Tav is torn between loving Polly and—for a brief period of time—thinking that he needs to sacrifice her in order to protect the People of the Wind from an enemy tribe. Polly assumes, even after the sacrificial time is over, that there is no bridging the worldview gap between them. She begins to love Tav in return, but she thinks that he is incapable of understanding that spiritual love is a more important thing than blood sacrifice.
She is proven wrong. Tav does come to understand, through Polly’s own actions, that love is indeed of more value than sacrifice. His spiritual understanding is far from complete at the end of the book, but he makes a new beginning. Just because Tav comes from the Stone Age does not make him stupid.
People in all ages are made in the image of God, and they act it. What do we know about so-called “cave men”? They made art, and they were religious. If that is savagery, we need to re-define the word “savage.”
Cave men are a myth. “Medieval” is not a synonym for “outdated idiot.” And people in Columbus’s day did not believe that the earth was flat. Frankly, believing in the myth of the flat earth myth with so little excuse ought to qualify the guilty parties as “flat-earthers” themselves.
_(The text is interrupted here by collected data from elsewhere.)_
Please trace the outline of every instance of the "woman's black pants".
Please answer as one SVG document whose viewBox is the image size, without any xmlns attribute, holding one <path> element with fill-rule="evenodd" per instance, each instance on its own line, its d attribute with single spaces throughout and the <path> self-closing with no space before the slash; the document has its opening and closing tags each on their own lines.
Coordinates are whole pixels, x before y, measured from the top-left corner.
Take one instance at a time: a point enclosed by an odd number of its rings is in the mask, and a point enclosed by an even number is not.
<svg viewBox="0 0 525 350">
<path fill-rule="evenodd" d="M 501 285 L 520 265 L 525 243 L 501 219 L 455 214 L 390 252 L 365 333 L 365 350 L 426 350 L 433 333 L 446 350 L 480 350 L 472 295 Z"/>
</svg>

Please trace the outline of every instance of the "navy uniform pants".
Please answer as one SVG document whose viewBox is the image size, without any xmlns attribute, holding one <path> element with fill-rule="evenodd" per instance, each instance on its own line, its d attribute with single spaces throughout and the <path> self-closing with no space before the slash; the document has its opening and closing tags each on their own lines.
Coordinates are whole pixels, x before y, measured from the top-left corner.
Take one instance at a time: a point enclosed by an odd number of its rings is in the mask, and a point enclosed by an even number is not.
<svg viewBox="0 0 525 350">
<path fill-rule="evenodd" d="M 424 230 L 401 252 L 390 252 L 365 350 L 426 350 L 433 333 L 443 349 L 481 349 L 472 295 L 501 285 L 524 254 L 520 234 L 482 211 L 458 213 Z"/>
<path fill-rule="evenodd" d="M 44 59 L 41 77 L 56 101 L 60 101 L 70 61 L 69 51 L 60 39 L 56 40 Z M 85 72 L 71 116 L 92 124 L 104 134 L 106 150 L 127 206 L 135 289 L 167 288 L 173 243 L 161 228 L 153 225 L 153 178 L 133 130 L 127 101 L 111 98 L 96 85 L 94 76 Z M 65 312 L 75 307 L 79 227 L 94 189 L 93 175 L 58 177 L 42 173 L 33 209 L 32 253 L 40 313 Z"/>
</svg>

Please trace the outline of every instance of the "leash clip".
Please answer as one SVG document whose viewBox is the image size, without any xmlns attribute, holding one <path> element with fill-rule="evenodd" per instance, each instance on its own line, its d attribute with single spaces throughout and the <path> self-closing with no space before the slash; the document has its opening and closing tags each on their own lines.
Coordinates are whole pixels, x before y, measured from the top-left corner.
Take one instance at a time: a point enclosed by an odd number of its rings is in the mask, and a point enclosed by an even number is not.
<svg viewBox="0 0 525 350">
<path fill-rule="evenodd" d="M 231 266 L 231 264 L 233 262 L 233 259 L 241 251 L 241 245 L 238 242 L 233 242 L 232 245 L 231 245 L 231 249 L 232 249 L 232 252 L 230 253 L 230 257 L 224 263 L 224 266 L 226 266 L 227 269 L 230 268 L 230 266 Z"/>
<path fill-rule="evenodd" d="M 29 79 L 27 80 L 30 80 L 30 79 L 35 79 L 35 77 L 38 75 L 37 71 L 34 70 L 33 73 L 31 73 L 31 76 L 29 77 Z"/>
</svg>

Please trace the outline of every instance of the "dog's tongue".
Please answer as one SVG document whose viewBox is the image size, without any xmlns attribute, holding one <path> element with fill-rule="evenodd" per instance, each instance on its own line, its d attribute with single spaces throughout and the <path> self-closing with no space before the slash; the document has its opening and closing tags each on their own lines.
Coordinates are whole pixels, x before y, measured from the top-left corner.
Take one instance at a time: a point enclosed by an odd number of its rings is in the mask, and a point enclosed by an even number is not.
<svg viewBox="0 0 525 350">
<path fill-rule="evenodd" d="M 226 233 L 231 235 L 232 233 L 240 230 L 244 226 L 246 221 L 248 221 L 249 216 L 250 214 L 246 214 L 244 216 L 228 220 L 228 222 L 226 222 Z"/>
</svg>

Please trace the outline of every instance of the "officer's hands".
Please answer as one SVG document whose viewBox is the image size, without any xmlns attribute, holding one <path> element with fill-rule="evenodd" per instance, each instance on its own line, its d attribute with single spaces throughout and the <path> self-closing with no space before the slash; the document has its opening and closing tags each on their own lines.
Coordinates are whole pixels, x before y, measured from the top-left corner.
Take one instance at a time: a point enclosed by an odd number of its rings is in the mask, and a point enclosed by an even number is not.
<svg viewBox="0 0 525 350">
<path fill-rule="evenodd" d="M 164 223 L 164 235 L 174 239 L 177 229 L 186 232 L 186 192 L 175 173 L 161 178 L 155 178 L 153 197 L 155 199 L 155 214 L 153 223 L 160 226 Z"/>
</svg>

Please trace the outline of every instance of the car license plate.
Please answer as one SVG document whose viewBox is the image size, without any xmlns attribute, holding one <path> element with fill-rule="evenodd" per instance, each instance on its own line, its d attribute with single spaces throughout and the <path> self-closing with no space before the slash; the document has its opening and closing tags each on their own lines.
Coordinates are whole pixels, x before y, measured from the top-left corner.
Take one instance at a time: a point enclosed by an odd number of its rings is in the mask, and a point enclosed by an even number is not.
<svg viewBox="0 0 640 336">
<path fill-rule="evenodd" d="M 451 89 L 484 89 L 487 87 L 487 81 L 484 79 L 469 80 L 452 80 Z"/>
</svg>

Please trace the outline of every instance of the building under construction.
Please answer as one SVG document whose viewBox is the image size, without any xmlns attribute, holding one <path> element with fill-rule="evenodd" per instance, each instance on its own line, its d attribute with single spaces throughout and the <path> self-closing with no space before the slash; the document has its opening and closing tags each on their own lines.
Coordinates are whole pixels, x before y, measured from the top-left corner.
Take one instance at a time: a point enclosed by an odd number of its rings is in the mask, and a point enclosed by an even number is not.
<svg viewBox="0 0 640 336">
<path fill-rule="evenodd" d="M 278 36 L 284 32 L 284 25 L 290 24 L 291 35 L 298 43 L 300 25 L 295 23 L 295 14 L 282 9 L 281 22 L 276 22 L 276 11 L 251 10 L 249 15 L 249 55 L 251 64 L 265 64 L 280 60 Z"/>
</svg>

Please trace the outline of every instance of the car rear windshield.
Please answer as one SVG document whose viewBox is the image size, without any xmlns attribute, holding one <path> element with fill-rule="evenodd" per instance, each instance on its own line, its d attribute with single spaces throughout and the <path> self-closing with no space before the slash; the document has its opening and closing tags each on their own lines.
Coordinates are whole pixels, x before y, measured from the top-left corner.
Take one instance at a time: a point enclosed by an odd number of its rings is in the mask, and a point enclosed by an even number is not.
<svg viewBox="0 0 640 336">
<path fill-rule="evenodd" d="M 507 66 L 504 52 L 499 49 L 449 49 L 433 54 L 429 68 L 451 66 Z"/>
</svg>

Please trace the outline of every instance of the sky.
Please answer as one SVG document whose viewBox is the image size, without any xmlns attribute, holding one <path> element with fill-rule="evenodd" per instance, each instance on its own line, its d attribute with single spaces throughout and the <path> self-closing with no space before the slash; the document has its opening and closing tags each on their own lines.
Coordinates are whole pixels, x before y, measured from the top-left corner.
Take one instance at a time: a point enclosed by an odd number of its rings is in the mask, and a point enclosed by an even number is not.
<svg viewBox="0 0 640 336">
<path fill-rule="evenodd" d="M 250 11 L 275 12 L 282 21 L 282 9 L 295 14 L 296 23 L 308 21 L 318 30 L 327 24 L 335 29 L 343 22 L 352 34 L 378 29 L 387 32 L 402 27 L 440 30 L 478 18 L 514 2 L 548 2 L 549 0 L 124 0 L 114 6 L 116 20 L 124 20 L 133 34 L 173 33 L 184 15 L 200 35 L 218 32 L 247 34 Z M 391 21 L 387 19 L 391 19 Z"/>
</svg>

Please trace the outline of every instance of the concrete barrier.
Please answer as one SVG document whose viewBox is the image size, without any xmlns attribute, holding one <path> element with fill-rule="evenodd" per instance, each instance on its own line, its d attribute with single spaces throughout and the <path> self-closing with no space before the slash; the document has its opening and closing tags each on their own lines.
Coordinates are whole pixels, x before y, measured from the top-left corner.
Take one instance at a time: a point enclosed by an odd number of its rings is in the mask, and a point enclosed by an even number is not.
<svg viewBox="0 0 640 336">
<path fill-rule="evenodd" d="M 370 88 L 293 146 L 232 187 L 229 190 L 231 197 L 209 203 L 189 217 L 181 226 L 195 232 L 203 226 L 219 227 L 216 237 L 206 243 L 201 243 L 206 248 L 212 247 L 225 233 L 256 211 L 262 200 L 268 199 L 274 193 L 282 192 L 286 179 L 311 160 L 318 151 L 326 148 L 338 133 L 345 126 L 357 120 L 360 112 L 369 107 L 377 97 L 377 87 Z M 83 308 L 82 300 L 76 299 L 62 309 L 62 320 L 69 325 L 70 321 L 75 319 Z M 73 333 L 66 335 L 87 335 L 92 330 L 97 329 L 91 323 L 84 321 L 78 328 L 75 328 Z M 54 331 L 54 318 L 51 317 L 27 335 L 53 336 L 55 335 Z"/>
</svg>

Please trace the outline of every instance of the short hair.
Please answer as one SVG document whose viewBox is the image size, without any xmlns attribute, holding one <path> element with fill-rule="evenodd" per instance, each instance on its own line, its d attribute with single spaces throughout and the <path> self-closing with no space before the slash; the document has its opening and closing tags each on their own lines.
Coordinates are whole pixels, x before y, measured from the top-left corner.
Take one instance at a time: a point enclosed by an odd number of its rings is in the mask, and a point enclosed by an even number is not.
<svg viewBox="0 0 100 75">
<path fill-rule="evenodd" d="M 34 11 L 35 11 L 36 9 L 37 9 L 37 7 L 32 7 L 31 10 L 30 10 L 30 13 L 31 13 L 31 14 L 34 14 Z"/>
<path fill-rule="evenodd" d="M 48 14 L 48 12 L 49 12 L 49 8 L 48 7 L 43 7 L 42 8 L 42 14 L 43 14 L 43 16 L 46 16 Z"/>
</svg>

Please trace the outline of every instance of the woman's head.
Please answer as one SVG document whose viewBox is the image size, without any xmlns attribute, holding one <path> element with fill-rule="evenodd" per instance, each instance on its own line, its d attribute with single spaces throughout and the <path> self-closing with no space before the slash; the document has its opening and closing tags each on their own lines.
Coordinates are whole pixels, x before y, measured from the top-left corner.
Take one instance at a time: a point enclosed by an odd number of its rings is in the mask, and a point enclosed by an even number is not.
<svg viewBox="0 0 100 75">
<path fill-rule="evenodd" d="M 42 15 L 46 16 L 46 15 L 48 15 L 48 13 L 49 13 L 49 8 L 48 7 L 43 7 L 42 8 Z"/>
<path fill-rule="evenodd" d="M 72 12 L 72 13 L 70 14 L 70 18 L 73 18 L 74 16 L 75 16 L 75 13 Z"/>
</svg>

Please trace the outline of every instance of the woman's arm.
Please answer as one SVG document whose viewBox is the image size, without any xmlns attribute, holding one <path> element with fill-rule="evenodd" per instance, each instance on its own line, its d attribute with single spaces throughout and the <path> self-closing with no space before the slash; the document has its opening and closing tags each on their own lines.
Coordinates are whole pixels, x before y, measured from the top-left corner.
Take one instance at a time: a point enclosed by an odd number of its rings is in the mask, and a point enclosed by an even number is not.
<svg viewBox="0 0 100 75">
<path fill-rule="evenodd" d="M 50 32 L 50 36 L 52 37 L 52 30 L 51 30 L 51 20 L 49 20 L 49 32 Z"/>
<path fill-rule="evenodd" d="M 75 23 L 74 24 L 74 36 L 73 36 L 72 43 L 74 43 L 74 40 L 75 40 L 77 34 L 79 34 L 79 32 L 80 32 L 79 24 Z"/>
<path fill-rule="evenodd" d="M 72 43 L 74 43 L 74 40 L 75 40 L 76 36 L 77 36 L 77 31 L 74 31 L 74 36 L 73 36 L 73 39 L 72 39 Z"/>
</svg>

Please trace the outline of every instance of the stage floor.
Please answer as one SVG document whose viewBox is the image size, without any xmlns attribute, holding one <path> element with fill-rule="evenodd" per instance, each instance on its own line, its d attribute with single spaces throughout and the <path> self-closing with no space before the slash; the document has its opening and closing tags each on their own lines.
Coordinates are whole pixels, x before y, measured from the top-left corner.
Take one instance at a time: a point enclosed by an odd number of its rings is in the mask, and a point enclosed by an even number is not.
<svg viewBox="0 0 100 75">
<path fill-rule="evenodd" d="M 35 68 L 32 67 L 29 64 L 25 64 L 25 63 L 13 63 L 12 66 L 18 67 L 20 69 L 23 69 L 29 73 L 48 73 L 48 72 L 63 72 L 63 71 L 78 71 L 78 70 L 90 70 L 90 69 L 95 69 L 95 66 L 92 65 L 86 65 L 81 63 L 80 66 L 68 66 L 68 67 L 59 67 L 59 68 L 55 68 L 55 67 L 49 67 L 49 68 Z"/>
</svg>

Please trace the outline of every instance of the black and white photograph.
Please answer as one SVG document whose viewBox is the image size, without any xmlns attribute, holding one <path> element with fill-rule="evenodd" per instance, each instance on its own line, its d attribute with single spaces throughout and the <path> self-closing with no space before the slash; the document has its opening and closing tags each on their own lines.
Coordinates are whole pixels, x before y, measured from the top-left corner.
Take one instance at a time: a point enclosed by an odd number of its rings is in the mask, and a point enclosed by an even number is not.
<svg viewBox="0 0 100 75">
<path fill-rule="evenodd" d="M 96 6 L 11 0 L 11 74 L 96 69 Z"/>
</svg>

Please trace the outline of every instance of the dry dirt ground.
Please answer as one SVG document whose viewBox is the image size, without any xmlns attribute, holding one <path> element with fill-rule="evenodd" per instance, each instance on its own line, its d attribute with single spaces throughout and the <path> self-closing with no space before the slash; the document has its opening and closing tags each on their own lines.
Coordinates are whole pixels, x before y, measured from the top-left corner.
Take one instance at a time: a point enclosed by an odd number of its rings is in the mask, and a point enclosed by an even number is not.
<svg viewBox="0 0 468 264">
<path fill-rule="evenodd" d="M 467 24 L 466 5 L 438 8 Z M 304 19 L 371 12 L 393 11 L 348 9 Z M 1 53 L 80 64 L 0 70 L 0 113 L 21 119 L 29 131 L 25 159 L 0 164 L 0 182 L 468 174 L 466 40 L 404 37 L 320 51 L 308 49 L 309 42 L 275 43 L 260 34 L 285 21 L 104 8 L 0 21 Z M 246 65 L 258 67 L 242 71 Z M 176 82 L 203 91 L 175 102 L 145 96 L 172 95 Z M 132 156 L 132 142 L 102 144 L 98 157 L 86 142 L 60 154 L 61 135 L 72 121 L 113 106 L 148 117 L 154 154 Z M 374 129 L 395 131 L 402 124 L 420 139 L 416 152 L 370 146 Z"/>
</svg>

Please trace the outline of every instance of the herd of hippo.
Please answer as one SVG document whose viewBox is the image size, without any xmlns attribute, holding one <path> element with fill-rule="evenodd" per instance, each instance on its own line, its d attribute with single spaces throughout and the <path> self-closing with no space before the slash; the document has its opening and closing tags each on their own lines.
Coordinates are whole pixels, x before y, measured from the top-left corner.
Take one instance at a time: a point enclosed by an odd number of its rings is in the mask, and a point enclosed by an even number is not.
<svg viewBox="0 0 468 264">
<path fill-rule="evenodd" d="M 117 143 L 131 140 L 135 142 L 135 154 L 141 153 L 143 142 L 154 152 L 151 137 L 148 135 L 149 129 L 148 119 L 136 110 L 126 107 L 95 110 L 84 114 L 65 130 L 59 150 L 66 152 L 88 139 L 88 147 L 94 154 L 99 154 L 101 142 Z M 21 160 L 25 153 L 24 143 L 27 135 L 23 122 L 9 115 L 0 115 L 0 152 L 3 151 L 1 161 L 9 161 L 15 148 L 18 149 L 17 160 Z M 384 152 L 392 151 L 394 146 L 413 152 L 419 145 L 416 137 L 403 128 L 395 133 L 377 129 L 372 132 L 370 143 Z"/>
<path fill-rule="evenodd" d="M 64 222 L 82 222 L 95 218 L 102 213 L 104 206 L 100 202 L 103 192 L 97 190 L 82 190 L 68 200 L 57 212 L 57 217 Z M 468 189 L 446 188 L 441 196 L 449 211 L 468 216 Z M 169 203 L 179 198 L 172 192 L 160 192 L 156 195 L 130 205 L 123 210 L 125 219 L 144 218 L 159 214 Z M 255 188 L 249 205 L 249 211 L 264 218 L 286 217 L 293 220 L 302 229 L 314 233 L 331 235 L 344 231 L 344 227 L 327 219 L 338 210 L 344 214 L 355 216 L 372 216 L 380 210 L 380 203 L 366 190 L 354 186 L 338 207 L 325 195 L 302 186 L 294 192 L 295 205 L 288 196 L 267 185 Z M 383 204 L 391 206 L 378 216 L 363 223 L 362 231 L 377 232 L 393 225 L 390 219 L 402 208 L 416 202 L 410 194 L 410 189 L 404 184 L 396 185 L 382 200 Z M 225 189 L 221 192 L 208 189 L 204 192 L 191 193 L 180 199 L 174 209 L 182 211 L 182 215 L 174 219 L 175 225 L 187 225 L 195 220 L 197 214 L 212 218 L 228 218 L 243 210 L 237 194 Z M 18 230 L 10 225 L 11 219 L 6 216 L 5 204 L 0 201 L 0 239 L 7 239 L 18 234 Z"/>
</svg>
Chesterton pointed out that if we define “progress” as “whatever modern people usually believe,” then we are logically saying that previous ages were just as progressive as we. If there is no eternal standard of truth, then Tav could very well be “right” in making his initial human sacrifice. What is the solution to chronological snobbery? Eternal truth. Otherwise, we have no logical right to just the past.
“For the orthodox,” wrote Chesterton, “there can always be a revolution; for a revolution is a restoration…. No unchanging custom, no changing evolution can make the original good anything but good. Man may have had concubines as long as cows have had horns: still they are not a part of him if they are sinful.”
Progress is not inevitable. And when human cultures add virtues to themselves they often do so at the expense of other virtues. Our culture believes in freedom. And so it has sacrificed loyalty. Does that make us better than our ancestors?